3. Flag-gathering Missions: Pretty much all the other sub-missions fit the world and the idea, eavesdropping to hear information, saving citizens from being beaten up by guards or killing a few people and so on. One mission type however is a complete bust. You meet an Assassin agent who, oopsie daisy, has scattered collectable flags in a perfect race circuit around the streets and rooftops nearby and could you possibly see your way clear to grabbing them in the next three minutes? PAH! PAH I SAY! Get your own flags you dozy prick, I’m not running a le parkour race to pick up your litter.
Standard console type controls for the most part, push forward you go forward and so on. You can also sprint or walk, sprinting draws attention and gets you stabbed up by guards quite often while walking slowly gives you a ‘low profile’ and lets you hide more easily amongst the crowds.
Movement is pretty much completely free, you can run, jump, dive of buildings into straw and otherwise free-run just about where you like. What caught us by surprise though was that Altaïr can’t swim for toffee and appears to react to water in much the same way Dracula does to sunlight. That our invulnerable assassin virtually exploded on contact with a bit of moisture was laughable, then aggravating.

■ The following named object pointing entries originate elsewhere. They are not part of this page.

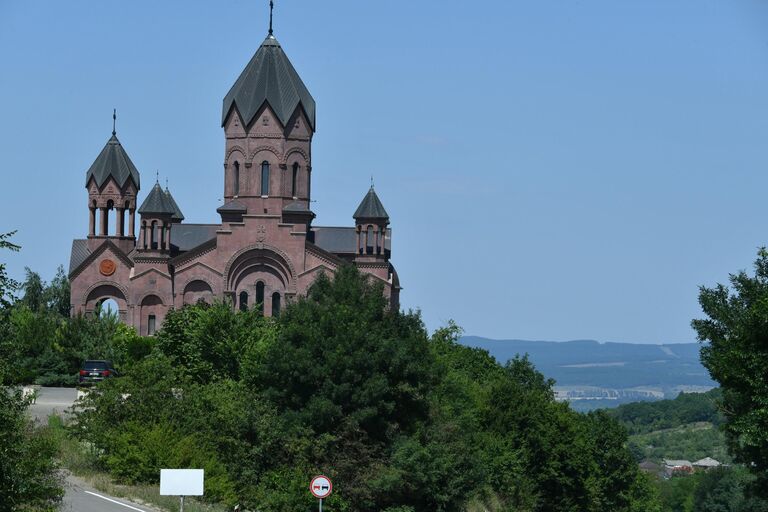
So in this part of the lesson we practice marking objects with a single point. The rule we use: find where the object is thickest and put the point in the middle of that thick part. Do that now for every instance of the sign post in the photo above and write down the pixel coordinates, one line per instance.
(321, 488)
(181, 482)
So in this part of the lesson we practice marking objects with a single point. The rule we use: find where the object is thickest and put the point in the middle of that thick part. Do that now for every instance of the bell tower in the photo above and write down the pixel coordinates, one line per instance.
(371, 221)
(268, 118)
(113, 183)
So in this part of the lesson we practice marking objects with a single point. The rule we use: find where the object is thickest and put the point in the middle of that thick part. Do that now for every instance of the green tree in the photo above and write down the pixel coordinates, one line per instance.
(7, 285)
(57, 293)
(29, 478)
(34, 291)
(735, 351)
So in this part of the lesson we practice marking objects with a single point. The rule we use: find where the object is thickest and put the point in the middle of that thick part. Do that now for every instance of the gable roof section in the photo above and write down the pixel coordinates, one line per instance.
(78, 255)
(341, 240)
(269, 77)
(188, 236)
(91, 256)
(113, 162)
(177, 215)
(371, 207)
(232, 206)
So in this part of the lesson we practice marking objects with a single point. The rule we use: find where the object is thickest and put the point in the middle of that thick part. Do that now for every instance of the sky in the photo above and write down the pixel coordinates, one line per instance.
(553, 169)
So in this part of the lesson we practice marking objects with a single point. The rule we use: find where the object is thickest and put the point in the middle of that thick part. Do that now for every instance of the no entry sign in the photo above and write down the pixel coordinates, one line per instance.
(321, 487)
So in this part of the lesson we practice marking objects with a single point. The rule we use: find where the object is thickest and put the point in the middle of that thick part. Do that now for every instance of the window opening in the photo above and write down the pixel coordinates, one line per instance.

Combat is where Assassin’s Creed really shines. Combat itself is a fairly simple button-mashing affair with a bit of timing and manoeuvring thrown in but what makes the real difference is the sheer variety of moves that you can pull. While you’re doing the same sorts of button-mashing, parry/dodge/stab button presses Altaïr is whirling around like a mad thing, stabbing people in the top of the head, running them through with his sword and performing an acrobatic display of cinematic death-dealing that seems to have a virtually bottomless well of different moves that keep what’s happening on screen fresh and interesting. Other games, particularly MMOs where you spend so much time fighting, could do with learning from Assassin’s Creed on this score. Variety is the spice of life.
Stealth is obviously an important issue and the guards can be a bit touchy, especially after you’ve just killed someone important, and come after you for so much as ‘walkin’ kinda funny’. Fortunately you have several abilities to deal with this, walking at a snail’s pace and impersonating a religious scholar is one way, as is hiding amongst them. You can befriend locals and they can hold off guards while you make your escape, or you could hide in a hay bale until the fuss dies down. Alternatively you could slaughter all the people chasing after you are run hell-for-leather across the rooftops to escape pursuit and if you have to kick a few guards down into the street to break their bones, who’s complaining?
Each mission follows pretty much the same format, which has bored some reviewers but which I don’t think is too much of a drawback. You get your mission, travel overland to the destination on horseback, climb to the high ground to scout things out, visit the local honcho of the Assassin’s, gather information and then strike the target. Yes, it’s a bit repetitive but that isn’t the game killing issue that many have made it out to be.
Occasionally in long sessions the game would unaccountably slow down and start to get all juddery, skipping from frame to frame like a ‘what the butler saw’ machine. This would usually sort itself out within a few minutes but would sometimes require the restarting of the console. This isn’t a game killer but it’s damn aggravating when you’re in the middle of an assassination.
Assassin’s Creed is a great game but lacks replay value and could have done with a little more variety and polish on some aspects. Still, the game world and story are excellent and the freedom of movement (water aside) and the ‘living’ nature of the towns you visit push this over the top into being an extremely stylish and worthwhile game.